Beans are self-pollinating so it takes some effort to cross pollination them. According to what I have read it is uncommon in nature. There have been no other beans planted nearby here that I have seen. I planted the greasy beans Tipper provided and no others. I found a vine (maybe two) that produced beans that were color differently than those I planted. The pod looked like the mother beans except the string had that purplish color which carried on to the stem.
It’s the mature seeds that are brown.
There are 25 acres of soybeans about 100 yards from my garden but I don’t think they will cross with any kind green bean (not the same genus).

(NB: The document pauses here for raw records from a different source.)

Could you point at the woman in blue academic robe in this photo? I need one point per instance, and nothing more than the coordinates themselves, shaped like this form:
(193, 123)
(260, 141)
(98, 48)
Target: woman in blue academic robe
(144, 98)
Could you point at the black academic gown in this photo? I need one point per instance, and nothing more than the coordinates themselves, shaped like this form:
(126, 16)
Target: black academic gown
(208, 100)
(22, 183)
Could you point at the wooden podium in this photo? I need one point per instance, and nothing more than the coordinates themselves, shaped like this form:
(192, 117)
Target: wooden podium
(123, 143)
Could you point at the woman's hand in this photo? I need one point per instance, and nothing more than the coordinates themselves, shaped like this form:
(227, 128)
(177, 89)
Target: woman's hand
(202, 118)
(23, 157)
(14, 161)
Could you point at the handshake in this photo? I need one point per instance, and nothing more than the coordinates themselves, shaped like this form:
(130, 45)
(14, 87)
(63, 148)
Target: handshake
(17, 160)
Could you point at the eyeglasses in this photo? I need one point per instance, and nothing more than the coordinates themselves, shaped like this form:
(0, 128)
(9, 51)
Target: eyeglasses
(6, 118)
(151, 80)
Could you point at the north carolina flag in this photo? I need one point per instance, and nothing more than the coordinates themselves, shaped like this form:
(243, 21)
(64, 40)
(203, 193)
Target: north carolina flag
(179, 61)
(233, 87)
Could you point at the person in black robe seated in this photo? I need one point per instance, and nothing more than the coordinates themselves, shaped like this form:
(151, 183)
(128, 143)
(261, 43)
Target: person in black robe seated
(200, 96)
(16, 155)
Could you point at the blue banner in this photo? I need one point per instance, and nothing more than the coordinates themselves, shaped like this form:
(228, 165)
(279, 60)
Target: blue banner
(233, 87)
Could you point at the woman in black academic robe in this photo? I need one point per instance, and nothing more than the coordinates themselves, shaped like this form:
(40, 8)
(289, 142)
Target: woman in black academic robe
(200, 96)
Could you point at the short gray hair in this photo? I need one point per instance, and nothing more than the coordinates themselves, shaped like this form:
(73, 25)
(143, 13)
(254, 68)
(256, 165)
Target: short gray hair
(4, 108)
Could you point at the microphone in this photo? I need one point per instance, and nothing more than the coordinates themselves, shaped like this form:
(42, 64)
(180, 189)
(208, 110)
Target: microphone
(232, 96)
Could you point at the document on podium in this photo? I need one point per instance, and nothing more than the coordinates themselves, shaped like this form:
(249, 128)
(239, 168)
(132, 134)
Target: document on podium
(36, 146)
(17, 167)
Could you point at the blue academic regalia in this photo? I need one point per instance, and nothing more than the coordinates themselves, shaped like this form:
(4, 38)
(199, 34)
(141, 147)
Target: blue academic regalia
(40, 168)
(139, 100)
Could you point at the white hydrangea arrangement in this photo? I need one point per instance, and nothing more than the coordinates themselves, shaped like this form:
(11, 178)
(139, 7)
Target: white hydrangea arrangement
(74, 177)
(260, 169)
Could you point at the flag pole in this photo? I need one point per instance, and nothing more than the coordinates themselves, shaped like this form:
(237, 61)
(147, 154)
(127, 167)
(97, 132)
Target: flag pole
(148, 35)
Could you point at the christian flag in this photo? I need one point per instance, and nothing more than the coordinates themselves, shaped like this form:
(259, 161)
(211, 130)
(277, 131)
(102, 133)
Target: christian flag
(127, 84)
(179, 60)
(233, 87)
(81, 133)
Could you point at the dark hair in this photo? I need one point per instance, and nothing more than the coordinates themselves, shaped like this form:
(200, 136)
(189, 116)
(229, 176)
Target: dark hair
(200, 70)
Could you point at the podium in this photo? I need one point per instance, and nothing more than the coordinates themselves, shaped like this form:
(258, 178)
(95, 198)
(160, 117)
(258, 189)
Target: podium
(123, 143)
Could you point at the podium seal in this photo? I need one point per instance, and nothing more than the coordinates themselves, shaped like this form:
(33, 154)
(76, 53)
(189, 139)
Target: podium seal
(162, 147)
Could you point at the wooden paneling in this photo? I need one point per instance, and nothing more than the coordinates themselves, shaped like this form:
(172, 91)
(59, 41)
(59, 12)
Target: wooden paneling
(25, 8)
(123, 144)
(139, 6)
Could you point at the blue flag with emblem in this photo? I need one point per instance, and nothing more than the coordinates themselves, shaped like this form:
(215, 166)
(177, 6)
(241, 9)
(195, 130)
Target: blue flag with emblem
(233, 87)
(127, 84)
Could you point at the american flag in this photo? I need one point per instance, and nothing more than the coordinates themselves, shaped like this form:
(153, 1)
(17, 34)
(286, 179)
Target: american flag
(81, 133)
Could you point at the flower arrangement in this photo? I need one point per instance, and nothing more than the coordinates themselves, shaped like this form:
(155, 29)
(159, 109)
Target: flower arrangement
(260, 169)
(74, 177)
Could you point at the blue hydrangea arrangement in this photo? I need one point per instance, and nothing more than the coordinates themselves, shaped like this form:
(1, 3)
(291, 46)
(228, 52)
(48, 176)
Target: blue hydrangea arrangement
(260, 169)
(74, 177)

Nothing so sweet as being gifted with plants that have been passed down from previous loved ones, especially if they were grown on the old home place:) Your garden looks beautiful but please be sure you check it out for those old snakes. I guess I was warned about them so much when I was little that if I lived in your area, especially by a stream, it would be tough to let little ones play out by themselves. God bless and keep ya all!
Those vines sure look healthy with their pretty lavender blooms. Mom raised brown beans; she called them fall beans even though they were planted in the spring with the other beans and produced in July, just like the greasy and half-runner beans. I went to my garden to gather zucchini and cucumbers yesterday evening and was horrified to see the tops had been eaten off all my green beans and the ends of all my melon vines. I suspect it was one of the hundred groundhogs that live in my barn. My worthless dog needs to earn her keep!
Enjoyed Ed’s post!
Ed did a good job updating about the beans. They look beautiful in the picture. Looking forward to seeing another update from him once they produce.
Those are very pretty bean flowers! I might call the color lilac. Our beans are flowering bright red and it’s our favorite in the garden right now.
I gathered and ate my first fig yesterday. The bush is loaded.
Well the blossoms are pretty.
Lovely beans!
Those look like a knuckle hull purple hull pea we planted. It produces a creamy white pea and tastes more like a cow pea. We realized that we prefer the top pick Mississippi pink eyed pea. They grow better for us in our raised beds, stay bushier and don’t climb so we don’t have to trellis, easier to harvest and more flavorful Happy gardening
The stems do look like pea vines however the beans themselves are milk chocolate to dark chocolate color.
The pictures Ed sent look like beautiful plants. Glad you both are having good luck with them so far. I will be looking forward to pictures of the beans themselves and what color they are.
Pretty bean patch.
This is not about the brown beans, but about Ed and Tipper’s gardens. I am jealous. In the past years I had a chance of having pretty gardens and growing beans, peas, okree and other things. Nowadays because of my health, the hot dry weather each summer and especially the DEER, it now seems impossible. I wrote yesterday about getting very little rain since Memorial Day, I did get a little yesterday, it might have been enough enough to settle the dust. This morning’s forecast- heating up and dry for the next 7 days. Last night there was a flood warning for several areas near me, there had been 1-2 inches of rain in some areas where a lot of housing subdivisions have been built. Imagine having a flood problem because of getting only 1-2 inches of rain over a period of several hours. Seems many of today’s people don’t understand, asphalt and cement don’t soak up water, it all runs into the creeks, any dirt farmer can tell you that, you don’t need to be a brain surgeon to understand. I must have woke up on the wrong side of the bed this morning.